When I think about answering my relatives’ queries with the truth about what is going on with me, I feel embarrassed and ashamed. Like I somehow failed (especially in comparison with where I was in my career last year). Furthermore, the topic of mental health isn’t something many families I know talk about openly. I’ve operated within a dynamic my entire life where we only talk about happy things because we don’t want to bum anyone out or make anyone uncomfortable.

This seems harmless. If I don’t see someone for a while we obviously want to keep our time together positive and fun. Unfortunately, this is an example of “toxic positivity.” According to Psychology Today, “The phrase “toxic positivity” refers to the concept that keeping positive, and keeping positive only, is the right way to live your life. It means only focusing on positive things and rejecting anything that may trigger negative emotions.” Forcing ourselves to only share positive things reinforces feelings of shame and failure when you are going through something that isn’t positive. Feeling ashamed of my depression is part of what made it so difficult for me to seek help. Feeling like my loved ones don’t want to hear about my darkness reinforced my need to pretend everything was fine. This led to those same feelings of isolation and invisibility. My depression is part of me. I don’t want to be ashamed of it anymore.

Hugging

If your family is like mine, everyone expects a hug hello, and a hug goodbye (I also have 27 first cousins, and my family events run 100 people strong so this process takes some time). I love my family very much. I am not a hugger.

Being forced to hug family members as a kid was the earliest messaging I received that my body is not my own property. I have anxiety. Part of my anxiety is an extreme discomfort being touched by people with whom I don’t have an intimate relationship. Regardless of my feelings towards hugging, I grew up in a socio-cultural environment where it was considered rude if I didn’t hug even one family member in both greeting and farewell. If I refused to hug someone, my elders would be disappointed in my “attitude.”
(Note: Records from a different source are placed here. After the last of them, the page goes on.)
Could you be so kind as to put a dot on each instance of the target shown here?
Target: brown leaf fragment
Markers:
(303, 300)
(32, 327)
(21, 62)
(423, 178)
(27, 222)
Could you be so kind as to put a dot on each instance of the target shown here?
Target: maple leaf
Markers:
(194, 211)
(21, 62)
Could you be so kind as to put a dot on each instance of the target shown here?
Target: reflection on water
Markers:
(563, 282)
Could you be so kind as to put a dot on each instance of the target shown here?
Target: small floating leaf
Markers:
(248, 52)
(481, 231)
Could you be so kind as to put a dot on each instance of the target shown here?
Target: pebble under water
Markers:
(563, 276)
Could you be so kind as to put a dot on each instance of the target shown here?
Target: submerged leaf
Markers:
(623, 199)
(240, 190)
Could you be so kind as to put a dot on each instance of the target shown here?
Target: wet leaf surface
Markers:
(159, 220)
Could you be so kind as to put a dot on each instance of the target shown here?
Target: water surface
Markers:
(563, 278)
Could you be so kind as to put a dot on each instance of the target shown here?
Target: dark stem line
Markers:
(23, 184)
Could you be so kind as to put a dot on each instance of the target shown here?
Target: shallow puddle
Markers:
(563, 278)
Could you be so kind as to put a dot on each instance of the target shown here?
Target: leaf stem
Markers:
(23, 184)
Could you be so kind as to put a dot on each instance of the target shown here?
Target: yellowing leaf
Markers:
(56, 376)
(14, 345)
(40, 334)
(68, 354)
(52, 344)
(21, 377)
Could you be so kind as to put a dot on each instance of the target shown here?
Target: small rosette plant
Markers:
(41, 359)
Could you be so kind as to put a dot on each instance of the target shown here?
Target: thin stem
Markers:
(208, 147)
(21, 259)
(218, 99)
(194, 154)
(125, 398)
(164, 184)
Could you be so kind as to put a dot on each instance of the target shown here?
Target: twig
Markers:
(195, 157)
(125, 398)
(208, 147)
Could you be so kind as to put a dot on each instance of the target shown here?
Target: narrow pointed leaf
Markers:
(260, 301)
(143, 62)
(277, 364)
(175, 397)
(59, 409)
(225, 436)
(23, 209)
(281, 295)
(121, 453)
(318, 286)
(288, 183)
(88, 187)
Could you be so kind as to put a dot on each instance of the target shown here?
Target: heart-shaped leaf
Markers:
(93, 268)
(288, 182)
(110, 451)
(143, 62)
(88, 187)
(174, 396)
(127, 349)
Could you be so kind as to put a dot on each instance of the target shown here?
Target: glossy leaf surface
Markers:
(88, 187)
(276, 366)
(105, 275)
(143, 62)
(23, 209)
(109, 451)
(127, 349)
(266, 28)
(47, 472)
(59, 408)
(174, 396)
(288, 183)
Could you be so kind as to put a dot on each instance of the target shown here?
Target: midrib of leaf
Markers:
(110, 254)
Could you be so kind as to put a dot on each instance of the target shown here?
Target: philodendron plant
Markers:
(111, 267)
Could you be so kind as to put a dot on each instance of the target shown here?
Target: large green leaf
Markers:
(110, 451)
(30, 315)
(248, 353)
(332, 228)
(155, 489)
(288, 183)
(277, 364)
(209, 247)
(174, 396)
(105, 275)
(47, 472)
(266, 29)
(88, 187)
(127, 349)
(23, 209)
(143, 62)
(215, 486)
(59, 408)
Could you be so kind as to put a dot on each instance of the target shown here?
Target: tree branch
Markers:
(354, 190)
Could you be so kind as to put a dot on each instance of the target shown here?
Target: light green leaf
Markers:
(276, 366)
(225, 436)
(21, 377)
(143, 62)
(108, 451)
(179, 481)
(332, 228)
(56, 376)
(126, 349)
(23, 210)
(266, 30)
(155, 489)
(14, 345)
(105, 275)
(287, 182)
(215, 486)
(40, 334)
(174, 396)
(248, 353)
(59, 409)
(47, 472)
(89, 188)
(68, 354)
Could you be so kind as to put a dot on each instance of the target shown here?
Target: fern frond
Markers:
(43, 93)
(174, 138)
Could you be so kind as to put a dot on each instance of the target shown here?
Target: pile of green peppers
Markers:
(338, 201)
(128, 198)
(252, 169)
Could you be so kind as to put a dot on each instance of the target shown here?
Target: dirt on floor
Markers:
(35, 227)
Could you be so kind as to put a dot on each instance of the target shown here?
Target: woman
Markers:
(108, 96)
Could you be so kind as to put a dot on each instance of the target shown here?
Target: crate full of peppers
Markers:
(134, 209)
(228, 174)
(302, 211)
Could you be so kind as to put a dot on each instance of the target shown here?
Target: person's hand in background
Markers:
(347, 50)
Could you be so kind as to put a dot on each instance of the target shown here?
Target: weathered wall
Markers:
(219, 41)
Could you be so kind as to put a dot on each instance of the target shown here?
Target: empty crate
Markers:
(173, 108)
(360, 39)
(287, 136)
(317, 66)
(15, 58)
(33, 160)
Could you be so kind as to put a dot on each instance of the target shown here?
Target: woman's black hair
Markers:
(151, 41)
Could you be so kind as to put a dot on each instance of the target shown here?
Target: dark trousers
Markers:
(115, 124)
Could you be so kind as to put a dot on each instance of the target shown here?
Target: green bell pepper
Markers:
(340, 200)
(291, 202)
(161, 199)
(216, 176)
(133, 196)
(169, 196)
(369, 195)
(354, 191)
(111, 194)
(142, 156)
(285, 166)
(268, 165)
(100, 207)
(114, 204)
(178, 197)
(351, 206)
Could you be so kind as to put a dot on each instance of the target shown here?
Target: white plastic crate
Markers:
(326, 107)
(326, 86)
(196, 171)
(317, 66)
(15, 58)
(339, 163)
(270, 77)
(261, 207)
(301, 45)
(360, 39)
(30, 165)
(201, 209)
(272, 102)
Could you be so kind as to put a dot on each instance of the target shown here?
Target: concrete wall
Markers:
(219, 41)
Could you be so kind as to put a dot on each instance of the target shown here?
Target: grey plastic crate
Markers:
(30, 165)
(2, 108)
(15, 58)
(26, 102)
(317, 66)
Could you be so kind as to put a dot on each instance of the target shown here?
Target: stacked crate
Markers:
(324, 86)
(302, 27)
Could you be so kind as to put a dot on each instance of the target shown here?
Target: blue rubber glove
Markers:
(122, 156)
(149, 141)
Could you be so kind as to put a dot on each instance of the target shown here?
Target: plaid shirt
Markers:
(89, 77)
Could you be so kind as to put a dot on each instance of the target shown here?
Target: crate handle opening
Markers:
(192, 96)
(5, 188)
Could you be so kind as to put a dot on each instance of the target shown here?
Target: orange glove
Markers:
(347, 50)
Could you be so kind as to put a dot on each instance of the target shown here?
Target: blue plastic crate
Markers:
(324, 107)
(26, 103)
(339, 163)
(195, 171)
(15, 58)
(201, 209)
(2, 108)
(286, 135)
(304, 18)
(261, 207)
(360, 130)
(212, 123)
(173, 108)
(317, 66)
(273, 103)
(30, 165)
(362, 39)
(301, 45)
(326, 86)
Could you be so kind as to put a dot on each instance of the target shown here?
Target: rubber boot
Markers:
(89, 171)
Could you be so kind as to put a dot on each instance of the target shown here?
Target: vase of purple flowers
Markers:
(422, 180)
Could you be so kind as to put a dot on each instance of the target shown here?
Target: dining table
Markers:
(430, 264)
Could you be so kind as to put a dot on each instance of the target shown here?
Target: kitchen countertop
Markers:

The knowledge that I will be forced to hug 100+ people that I barely ever see is daunting. Attending a family party means knowingly walking into a situation where I will be forced out of my physical comfort zone against my will over and over again. Additionally, the knowledge that my natural boundaries around physical touch is a disappointment to my family members increases my feelings of shame and failure about my mental health.

I do love “the holidays.” Like many people I know, some of my favorite childhood and family memories center around this time of year. But I also have depression and anxiety, and navigating the holidays and mental health is difficult. If you’re reading this and you have a family member that suffers with mental health issues, think about what it would take to be an ally to them as they navigate the social politics of family functions this time of year. Although spending time with family can be stressful, it was also my family that made my Thanksgiving so pleasant as the people in attendance chose understanding and support over commitment to social norms. And that’s all I can really ask for.